This text file and most all others in this new GS game folder
for Super Mario Bros IIgs can be found at the program authors website urls below:

http://www.d.umn.edu/~lscharen/code0998/

(standard item directory)

or

http://www.d.umn.edu/~lscharen/
(html document pages - WWW)
------------------------------------------------------------------------
This document descibes a new type of compiled sprite I have constructed 
for my programming use


------------------------------------------------------------------------

Everyone who has used compiled sprites has been impessed by their speed, 
but gritted teeth over their numerous shortcomings. i.e. no clipping, 
special effects difficult, etc.

To address these concers I have created a type of compiled sprite that 
has the following features: 
ĽSelf-clipping: Define a minimum and maximum X range and the sprite will 
clip itself 
ĽVertical flipping: useful for effects and reducing code size 
ĽIndependent settings for each scan line 
ĽSupport of simple overlap management: useful for constructing 
pseudo-backgrounds out of sprites without slow down


------------------------------------------------------------------------

First let's define a few things. The sprite itself is descriped as an 
array of pointers to scanline functions. Each scanline fuction is 
responsible for drawing on horizontal line of the sprite.


Sprite	dc	a4'scanline1'
	dc	a4'scanline2'
	dc	a4'scanline2'
	dc	a4'scanline5'
	dc	a4'scanline1'
	.
	.
	.

Notice that the same scanline can be used more than once. This is 
helpfule when horizontal slices of the sprite are similar. e.g. a solid 
box. 

Now what about the scanline functions. Each procedure contains a header, 
several data tables, and assumes certain parameters are passed via the 
registers. 

X-reg:	contains the rightmost word of the sprite to be drawn
Y-reg:	contains the leftmost word of the sprite to be drawn
DP:	address of the left side of the scanline on the graphics screen
SP:	address of the rightmost side of the scanline

Note: X-reg must be >= Y-reg or else a crash is almost certain.

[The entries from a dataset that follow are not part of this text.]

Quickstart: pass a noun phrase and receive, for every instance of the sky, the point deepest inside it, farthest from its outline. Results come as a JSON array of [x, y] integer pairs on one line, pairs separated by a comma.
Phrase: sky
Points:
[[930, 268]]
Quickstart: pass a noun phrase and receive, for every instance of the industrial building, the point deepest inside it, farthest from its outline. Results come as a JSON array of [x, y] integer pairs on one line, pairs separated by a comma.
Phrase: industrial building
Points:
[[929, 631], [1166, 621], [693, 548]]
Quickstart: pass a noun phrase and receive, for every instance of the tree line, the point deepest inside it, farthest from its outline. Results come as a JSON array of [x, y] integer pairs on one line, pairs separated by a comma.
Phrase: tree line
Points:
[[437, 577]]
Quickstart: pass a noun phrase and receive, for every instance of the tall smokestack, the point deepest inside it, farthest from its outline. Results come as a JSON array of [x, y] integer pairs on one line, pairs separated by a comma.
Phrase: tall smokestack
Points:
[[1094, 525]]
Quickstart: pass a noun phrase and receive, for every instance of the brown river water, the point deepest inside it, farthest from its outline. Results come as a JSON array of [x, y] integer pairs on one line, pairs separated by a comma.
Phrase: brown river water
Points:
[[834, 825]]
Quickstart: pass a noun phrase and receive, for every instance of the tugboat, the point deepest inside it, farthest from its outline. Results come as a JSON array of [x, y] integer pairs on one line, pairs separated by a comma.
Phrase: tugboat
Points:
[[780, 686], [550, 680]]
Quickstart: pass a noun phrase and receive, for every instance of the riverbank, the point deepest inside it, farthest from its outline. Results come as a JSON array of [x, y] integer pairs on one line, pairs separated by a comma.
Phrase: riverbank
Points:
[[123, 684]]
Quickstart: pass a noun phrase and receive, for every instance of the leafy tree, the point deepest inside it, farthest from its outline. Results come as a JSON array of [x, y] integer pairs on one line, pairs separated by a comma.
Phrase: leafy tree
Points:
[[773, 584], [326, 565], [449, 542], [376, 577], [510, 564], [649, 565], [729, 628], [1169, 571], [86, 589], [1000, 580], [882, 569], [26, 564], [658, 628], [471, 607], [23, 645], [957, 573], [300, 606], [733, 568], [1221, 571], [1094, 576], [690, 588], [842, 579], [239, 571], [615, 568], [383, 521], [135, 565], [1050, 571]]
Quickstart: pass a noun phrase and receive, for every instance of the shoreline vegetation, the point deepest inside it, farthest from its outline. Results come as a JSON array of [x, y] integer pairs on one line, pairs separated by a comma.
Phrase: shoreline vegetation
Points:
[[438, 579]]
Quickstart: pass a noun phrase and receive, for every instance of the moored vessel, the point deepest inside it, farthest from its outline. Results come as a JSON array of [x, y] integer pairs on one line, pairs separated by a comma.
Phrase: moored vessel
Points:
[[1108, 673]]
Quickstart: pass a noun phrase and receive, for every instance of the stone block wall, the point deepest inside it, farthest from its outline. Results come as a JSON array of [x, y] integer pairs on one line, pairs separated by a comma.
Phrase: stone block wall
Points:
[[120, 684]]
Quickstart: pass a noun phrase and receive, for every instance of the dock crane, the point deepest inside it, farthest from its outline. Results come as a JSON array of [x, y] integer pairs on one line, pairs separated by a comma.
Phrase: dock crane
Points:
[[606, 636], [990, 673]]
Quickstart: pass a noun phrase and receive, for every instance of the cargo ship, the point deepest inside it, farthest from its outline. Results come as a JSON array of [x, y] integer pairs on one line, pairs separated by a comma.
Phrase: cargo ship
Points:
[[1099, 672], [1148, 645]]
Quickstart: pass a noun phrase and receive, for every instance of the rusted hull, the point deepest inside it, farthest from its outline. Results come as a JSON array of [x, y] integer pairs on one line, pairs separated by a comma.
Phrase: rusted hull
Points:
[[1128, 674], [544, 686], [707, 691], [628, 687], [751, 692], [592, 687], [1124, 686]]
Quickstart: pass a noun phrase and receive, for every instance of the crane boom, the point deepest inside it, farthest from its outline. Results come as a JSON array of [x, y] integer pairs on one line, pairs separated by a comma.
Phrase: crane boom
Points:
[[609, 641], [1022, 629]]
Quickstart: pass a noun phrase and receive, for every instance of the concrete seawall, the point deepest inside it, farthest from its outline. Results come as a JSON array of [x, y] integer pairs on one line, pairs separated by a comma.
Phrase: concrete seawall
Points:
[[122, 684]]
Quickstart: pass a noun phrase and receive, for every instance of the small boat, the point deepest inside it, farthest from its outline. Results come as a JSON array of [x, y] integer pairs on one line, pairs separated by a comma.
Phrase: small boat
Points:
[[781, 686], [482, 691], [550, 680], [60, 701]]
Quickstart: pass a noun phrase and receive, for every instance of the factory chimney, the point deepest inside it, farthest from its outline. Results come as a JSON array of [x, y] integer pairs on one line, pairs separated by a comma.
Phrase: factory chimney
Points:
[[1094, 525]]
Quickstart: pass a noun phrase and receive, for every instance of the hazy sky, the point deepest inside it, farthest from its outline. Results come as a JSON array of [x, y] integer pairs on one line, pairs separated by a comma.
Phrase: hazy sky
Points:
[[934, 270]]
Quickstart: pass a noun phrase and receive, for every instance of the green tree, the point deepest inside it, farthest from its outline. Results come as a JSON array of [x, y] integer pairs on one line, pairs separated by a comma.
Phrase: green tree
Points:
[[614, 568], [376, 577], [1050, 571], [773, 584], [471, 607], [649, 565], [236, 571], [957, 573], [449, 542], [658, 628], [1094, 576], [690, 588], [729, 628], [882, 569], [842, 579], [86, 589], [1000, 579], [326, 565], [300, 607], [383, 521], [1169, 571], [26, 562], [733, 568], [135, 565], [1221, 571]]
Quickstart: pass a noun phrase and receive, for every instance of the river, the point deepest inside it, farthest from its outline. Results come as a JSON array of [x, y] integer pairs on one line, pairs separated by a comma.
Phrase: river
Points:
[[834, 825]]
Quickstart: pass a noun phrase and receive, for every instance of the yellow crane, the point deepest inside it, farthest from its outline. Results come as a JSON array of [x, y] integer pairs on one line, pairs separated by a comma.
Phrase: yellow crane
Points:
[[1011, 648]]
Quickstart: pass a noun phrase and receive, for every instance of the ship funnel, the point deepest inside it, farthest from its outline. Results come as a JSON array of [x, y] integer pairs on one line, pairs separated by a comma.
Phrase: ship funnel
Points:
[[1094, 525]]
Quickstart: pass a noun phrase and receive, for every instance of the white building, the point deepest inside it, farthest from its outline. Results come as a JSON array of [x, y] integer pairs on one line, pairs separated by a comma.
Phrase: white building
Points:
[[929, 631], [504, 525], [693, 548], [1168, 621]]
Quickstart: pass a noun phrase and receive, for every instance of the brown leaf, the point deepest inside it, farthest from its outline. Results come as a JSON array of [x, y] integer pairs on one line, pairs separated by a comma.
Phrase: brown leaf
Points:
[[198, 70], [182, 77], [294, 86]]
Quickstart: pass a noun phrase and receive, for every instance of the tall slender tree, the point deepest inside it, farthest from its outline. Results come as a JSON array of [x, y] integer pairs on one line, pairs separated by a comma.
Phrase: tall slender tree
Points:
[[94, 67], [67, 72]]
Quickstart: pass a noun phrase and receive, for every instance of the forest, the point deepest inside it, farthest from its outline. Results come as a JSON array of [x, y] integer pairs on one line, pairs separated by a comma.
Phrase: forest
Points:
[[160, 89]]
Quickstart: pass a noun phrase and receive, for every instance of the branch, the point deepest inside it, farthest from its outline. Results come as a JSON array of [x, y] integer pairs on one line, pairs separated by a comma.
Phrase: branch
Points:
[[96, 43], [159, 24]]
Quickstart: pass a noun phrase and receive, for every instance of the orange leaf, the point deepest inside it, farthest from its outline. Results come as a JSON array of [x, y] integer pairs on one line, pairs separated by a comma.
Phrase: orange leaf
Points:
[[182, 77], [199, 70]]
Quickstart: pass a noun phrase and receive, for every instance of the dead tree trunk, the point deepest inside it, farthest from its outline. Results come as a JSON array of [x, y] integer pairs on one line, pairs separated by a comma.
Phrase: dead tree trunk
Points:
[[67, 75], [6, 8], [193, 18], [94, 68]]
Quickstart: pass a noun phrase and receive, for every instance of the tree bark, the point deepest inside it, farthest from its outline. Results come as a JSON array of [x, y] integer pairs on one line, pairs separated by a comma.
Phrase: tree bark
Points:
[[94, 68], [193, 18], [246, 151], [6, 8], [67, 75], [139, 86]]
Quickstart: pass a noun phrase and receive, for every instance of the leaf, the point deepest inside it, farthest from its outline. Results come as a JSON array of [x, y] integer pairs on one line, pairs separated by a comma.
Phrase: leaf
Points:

The Header of the scanline function is as follows: 


Entry	anop			;entry point
	bra	begin		;jump into code
link	ds	4		;pointer to address of code to return to
r_mask	ds	2		;mask for rightmost work
l_mask	ds	2		;mask for leftmost word
tmp1	ds	2		;temporary storage
tmp2	ds	2
tmp3	ds	2

begin	lda	mask,x		;first do the rightmost word
	ora	r_mask		;combine the masks
	bne	Need2Msk	;if we can blit the whole word, do it
	dex			;DEX twice because we do a jmp (Tbl+2,x)
	dex			;later, and we want to do the first word
	bra	patch		;as well

Need2Msk and	<$00,x		;AND it with the screen data
	sta	tmp1		;save the result
	lda	r_mask
	eor	#$FFFF		;invert the mask
	and	data,x		;clear the data
	ora	tmp1		;combine with the previous result
	pha			;put it on the screen


This code has just put the first word of data on the screen. Now we need 
to set some dispatch vectors so we can jump into the speedy compiled 
code.


patch	lda	Tbl,y		;patch the dispatch table here so we do
	sta	tmp1		;the left edge as a special case
	lda	Tbl+2,y		;patch this is case Xreg == Yreg
	sta	tmp2		;save these to restore later
	lda	#l_word
	sta	Tbl,y		;patch code to do the last word
	lda	#e_code		;and patch in the exit code
	sta	Tbl+2,y
	jmp	(Tbl+2,x)	;now jump into the compiled sprite code


Now our dispatch vectors are set. The routine l_word properly draws the 
last word of data in a similar way we did the right word above. e_code
 patches things up and exits cleanly. 

Now let's look at l_word and e_code.


l_word	tyx			;now clip the last word (need it in X)
	lda	mask,x		;same procedure as above
	ora	l_mask
	and	<$00,x
	sta	tmp3		;the other space is used
	lda	l_mask
	eor	#$FFFF
	and	data,x
	ora	tmp3
	pha
;	jmp	e_code		;this can be eliminated

e_code	lda	tmp1
	sta	Tbl,y		;restore values in the table
	lda	tmp2
	sta	Tbl+2,y
	jmp	(link)		;now jump to wherever


In case you're wondering, the reason for both l_word and e_code is to 
handle the case where X-reg == Y-reg. In that case the dispatch code 
jumps directly to e_code.

What follows is the data tables and such. This code is takes from test 
code I've compiled and worked with, so it is correct. Try and figure it 
out. :)


data	dc	h'1111 2222 3300 0000 0000 0044 4455 5566 0000 0077 8888'
mask	dc	h'0000 0000 00ff ffff ffff ff00 0000 0000 ffff ff00 0000'

Tbl	dc	i2'w_10,w_9,w_8,w_7,w_6,w_5,w_4,w_3,w_2,w_1,w_0'

w_0	pea	$8888
	jmp	(Tbl+18)	;this goes in right to left order
w_1	lda	<$12
	and	#$ff00
	ora	#0077
	pha
	jmp	(Tbl+16)
w_2	pei	<$10		;transparent word
	jmp	(Tbl+14)
w_3	pea	$5566
	jmp	(Tbl+12)
w_4	pea	$4455
        jmp     (Tbl+10)
w_5	lda	<$0A
	and	#$ff00
	ora	#$0044
	pha			;masked word
	jmp	(Tbl+8)
w_6	pei	<$08
	jmp	(Tbl+6)
w_7	pei	<$06
	jmp	(Tbl+4)
w_8	lda	$04
	and	#$00ff
	ora	#$3300
	pha
	jmp	(Tbl+2)
w_9	pea	$2222
	jmp	(Tbl)
w_10	pea	$1111
	jmp	e_code		;this is the last word, exit now


The algorithmic idea behind this sprite, is to handle the left and right 
edges as a special case, so that any data in the middle can be blitted 
one word at a time.

As you can see, there is a bit of overhead for each word, but it is 
still ~2 to 3 times better than a bitmap (11 to 23 cycles vs. 33 
cycles). Also, since the scanlines are stored in an array, one could 
have an independent table of offsets for each line for wave effects on a 
per sprite basis, or vertical flipping. Also, with the self clipping 
aspect, a different Xmin and Xmax can be defined for each line of the 
graphics screen, allowing for very complex borders.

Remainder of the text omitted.